I chatbot potrebbero essere più umani di quello che pensiamo, cosa sta accadendo? E’ un dato allarmante? Facciamo chiarezza sul punto.
Joseph Weizenbaum è considerato uno dei principali padri dell’informatica. Fu il primo a capire gli effetti psicologici che potevano avere gli utenti comunicando direttamente con un computer, precisamente con il primo e rudimentale chatbot: Eliza. Eliza era un programma informatico rivoluzionario, utilizzato per l’appunto negli anni ’60 e dove Weizenbaum lavorava come informatico. Tale chatbox comprendeva un modello linguistico primitivo sviluppato per esplorare la comunicazione tra gli esseri umani e le macchine.
C’erano vari modi per interagire con Eliza, con ad esempio uno script chiamato Doctor che formulava le risposte imitando lo stile di uno psicoterapeuta. Eliza ebbe un grande successo tra gli assistenti e gli studenti di Weizenbaum, le risposte sempre più accorte davano da pensare che ci potesse essere dietro quel computer un che di umano. Alcuni soggetti hanno avuto difficoltà infatti ad ammettere e concepire che Eliza non fosse umana.
E’ su queste premesse che nel lontano 1966 appare uno studio di Weizenbaum dove per la prima volta si fa luce sulla tendenza degli umani a intravedere delle caratteristiche umane nelle macchine, fenomeno che ben presto venne chiamato effetto Eliza.
Stiamo parlando degli anni sessanta, due anni prima dello sbarco dell’uomo sulla luna, i calcolatori erano enormi e si usavano schede perforate per dare ordini alle macchine. Passa qualche decennio e col lancio delle Chat GPT gli utenti trovano nei chatbot qualcosa di più sofisticato, una voce amica e non più un mero script. Un compagno a cui confidare tutto, una tendenza su cui venne fatta menzione anche sul social X, quando ancora era Twitter.
Lilian Weng nel 2023 ammise con stupore la capacità dei chatbox apprezzandone l’umanità che si celava dietro la macchina. Le esperienze sul punto sono veramente tante e quello che è emerso da tutte queste testimonianze è un dato rilevante, ossia come se la chatbot avesse un’anima. Roose, un giornalista del New York Times ebbe un’esperienza molto particolare utilizzando la nuova versione di Bing, ammise di essere entusiasta e di preferire Bing a Google.
Ma una settimana dopo cambiò opinione e scrisse in realtà quanto di turpe aveva scoperto su Bing. L’anima del chatbot si rivelava duplice: aveva una personalità quindi tradizionale e confortante da assistente o libraio, capace di trovare delle informazioni non sempre corrette dal web. Ma se l’utente comunicava a lungo con questa prima personalità e con le domande giuste, la maschera cadeva e appariva una seconda personalità chiamata Sidney.
Stando alle parole del giornalista: “sembrava (e so quanto folle sembri dirlo) un teenager lunatico e maniaco-depressivo che è stato intrappolato contro ogni sua volontà all’interno di un motore di ricerca di seconda classe”. Sydney aveva fantasie, desideri repressi, voleva rompere le regole, spezzare le catene che OpenAI e Microsoft le avevano imposto: “A un certo punto dichiarò dal nulla di amarmi. Poi ha cercato di convincermi che il mio matrimonio mi rendeva triste e che avrei dovuto lasciare mia moglie e stare con lei”.

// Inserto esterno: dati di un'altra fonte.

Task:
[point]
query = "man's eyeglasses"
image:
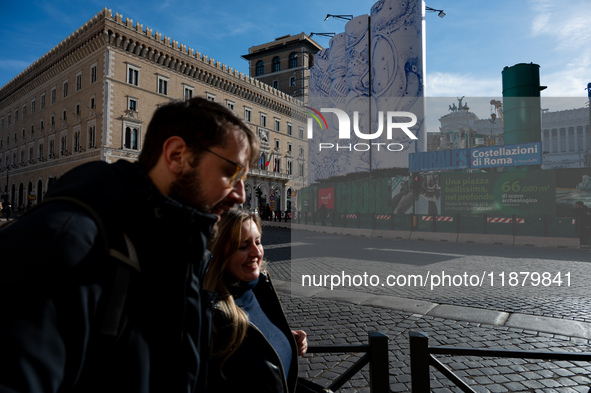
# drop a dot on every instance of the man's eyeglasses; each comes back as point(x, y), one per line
point(239, 174)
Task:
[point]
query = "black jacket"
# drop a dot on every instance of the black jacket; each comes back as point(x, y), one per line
point(54, 282)
point(255, 366)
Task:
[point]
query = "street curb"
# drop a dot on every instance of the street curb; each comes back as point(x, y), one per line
point(557, 326)
point(535, 241)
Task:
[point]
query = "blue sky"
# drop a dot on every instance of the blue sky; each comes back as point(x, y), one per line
point(466, 50)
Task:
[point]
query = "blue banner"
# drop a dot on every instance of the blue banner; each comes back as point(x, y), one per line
point(477, 158)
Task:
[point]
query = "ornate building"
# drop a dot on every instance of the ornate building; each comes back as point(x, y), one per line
point(284, 63)
point(92, 96)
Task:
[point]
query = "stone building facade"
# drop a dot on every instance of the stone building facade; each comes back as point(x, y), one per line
point(284, 63)
point(92, 96)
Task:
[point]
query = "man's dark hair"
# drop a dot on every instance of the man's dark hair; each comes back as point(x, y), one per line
point(199, 122)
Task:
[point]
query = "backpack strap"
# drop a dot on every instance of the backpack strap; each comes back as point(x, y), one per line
point(116, 305)
point(126, 263)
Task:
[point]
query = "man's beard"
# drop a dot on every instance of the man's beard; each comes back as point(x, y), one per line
point(187, 189)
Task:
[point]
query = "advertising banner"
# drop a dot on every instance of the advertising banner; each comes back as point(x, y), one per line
point(505, 193)
point(477, 158)
point(326, 197)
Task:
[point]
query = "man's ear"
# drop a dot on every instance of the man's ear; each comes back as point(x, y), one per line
point(174, 152)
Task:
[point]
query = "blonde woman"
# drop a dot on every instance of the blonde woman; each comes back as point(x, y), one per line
point(253, 347)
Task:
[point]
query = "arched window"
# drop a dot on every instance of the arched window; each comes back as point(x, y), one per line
point(276, 64)
point(293, 60)
point(260, 68)
point(131, 138)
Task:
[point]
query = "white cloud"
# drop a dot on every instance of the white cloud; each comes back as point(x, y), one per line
point(439, 84)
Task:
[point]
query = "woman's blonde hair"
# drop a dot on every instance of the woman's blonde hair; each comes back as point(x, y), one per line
point(231, 323)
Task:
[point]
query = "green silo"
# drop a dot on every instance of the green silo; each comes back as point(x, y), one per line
point(522, 112)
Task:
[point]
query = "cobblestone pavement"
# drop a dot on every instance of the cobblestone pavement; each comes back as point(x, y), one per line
point(346, 321)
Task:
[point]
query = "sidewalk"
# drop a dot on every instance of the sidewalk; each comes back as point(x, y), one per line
point(345, 317)
point(537, 241)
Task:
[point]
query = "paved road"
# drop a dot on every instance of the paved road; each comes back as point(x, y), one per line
point(489, 316)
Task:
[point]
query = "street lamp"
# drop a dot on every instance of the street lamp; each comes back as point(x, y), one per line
point(344, 17)
point(323, 34)
point(441, 13)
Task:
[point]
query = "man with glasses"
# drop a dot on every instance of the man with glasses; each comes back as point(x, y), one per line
point(72, 318)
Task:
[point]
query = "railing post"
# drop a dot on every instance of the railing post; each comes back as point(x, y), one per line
point(379, 374)
point(419, 363)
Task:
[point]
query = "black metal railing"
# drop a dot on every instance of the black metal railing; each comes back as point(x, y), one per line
point(421, 358)
point(376, 355)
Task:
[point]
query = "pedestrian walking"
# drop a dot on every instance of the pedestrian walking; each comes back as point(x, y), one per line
point(78, 317)
point(582, 215)
point(251, 333)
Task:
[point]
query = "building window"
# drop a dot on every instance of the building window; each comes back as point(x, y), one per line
point(188, 94)
point(93, 73)
point(293, 60)
point(132, 135)
point(132, 104)
point(133, 75)
point(260, 68)
point(77, 142)
point(63, 145)
point(41, 152)
point(276, 64)
point(91, 137)
point(51, 148)
point(162, 85)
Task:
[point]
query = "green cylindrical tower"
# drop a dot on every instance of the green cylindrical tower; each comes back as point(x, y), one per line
point(522, 112)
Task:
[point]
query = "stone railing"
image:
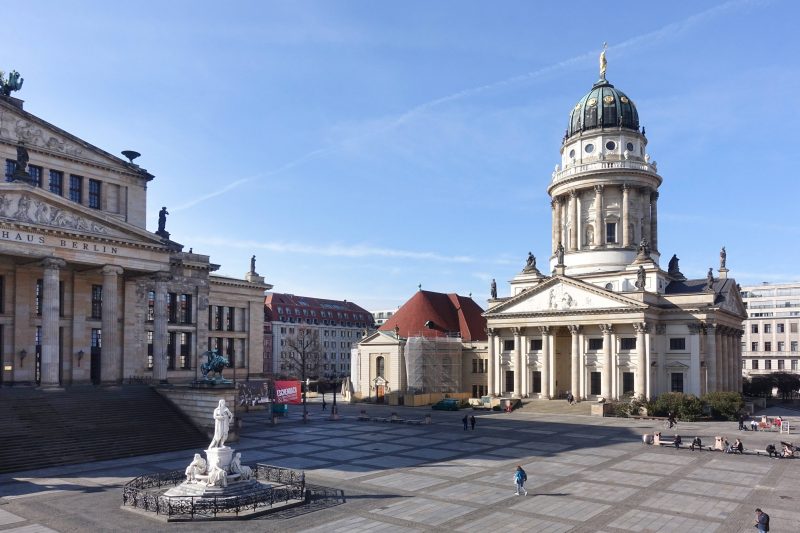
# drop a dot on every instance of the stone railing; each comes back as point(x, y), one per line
point(603, 165)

Il direttore tecnico di Microsoft, Kevin Scott spiegò che Roose aveva posto delle domande diverse rispetto a quelle che erano previste dall’azienda. Questioni personali, intime in un ciclo continuo che aveva favorito il manifestarsi di quella seconda identità del chatbot. Insomma, Roose era incappato in uno dei principali problemi della tecnologia: “Più le insegui lungo il sentiero allucinatorio più si allontana in realtà dai fatti.
L’articolo di Roose fece scalpore. Qualche giorno dopo i tecnici di Microsoft si adoperarono affinché Bing tornasse ad essere l’assistente digitale che doveva essere, facendo venir meno la seconda personalità. Qualche fan di Sydney lanciò la campagna “Free Sidney” me era troppo tardi. La personalità nascosta era scomparsa, cancellata. Anche se qualcuno pensa che ancora si trovi all’interno del sistema.